The hash source is as follows

export function hash(o) {
  switch (typeof o) {
    case "boolean":
      // The hash values for built-in constants are a 1 value for each 5-byte
      // shift region expect for the first, which encodes the value. This
      // reduces the odds of a hash collision for these common values.
      return o ? 0x42108421 : 0x42108420;
    case "number":
      return hashNumber(o);
    case "string":
      return o.length  STRING_HASH_CACHE_MIN_STRLEN
        ? cachedHashString(o)
        : hashString(o);
    case "object":
    case "function":
      if (o === null) {
        return 0x42108422;
      }
      if (typeof o.hashCode === "function") {
        // Drop any high bits from accidentally long hash codes.
        return smi(o.hashCode(o));
      }
      if(o.valueOf ! == defaultValueOf typeof o.valueOf === "function") {
        o = o.valueOf(o);
      }
      return hashJSObj(o);
    case "undefined":
      return 0x42108423;
    default:
      if (typeof o.toString === "function") {
        return hashString(o.toString());
      }
      throw new Error("Value type " + typeof o + " cannot be hashed."); }}Copy the code

Take a chestnut

map.get("R")

  1. Hash the key to get the binary01010010
  2. Take 2 bits from back to front as the index to get the node at the next level
  3. Repeat 2 until the key storage location is found

Some friends might ask, why do I hash from back to front?
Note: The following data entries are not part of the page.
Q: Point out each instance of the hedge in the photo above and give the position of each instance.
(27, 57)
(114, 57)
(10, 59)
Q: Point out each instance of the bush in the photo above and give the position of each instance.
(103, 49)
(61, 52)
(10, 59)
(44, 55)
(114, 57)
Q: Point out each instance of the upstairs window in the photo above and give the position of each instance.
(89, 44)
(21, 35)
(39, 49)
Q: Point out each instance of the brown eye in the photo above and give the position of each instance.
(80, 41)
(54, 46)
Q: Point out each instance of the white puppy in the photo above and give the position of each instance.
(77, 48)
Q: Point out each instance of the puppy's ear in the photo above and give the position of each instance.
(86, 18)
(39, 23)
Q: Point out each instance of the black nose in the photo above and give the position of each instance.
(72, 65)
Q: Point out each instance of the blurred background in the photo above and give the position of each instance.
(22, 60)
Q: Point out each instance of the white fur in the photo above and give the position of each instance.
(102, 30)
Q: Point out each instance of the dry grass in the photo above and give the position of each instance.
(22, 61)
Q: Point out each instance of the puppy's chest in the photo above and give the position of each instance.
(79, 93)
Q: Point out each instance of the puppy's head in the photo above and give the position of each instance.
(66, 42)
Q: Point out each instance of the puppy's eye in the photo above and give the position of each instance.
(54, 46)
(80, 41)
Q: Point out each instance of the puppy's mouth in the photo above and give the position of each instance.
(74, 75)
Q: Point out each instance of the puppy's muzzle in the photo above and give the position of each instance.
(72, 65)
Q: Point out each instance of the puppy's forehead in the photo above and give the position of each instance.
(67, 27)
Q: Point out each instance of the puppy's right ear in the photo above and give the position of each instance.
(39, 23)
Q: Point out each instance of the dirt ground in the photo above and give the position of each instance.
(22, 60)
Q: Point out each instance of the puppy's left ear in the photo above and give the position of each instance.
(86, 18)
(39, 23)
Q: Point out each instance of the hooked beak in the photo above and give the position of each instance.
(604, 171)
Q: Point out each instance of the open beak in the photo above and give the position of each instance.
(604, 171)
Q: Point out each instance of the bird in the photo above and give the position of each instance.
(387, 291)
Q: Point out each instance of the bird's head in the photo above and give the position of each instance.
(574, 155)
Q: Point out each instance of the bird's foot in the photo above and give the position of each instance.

I can't hash from front to back, because I don't know how many digits to hash, I can only hash from back to front


The end of the

In fact, the core concept of persistent data first appeared in a paper, such as GO language has a similar implementation,Immutable author also self-mockery is copycat, but React with a tiger to add power is also obvious, my level is limited, so this paper does not GO too deep research, such as Sep,Record and other data structures have not been analyzed, errors are unavoidable, please correct.


reference

immutable-js

Functional Go: Implementation of Vector Trie

wiki hash_array_mapped_trie

Understanding Clojure's Persistent Vectors, pt. 2

Use immutable to optimize React

React performance optimizations (1) When PureComponent encounters ImmutableJS

Reconciliation in React detailed explanation

React.js Conf 2015 - Immutable Data and React

What is the advantage of trie tree? What are his weaknesses? What is his efficiency in big O?

Search
About
mo4tech.com (Moment For Technology) is a global community with thousands techies from across the global hang out!Passionate technologists, be it gadget freaks, tech enthusiasts, coders, technopreneurs, or CIOs, you would find them all here.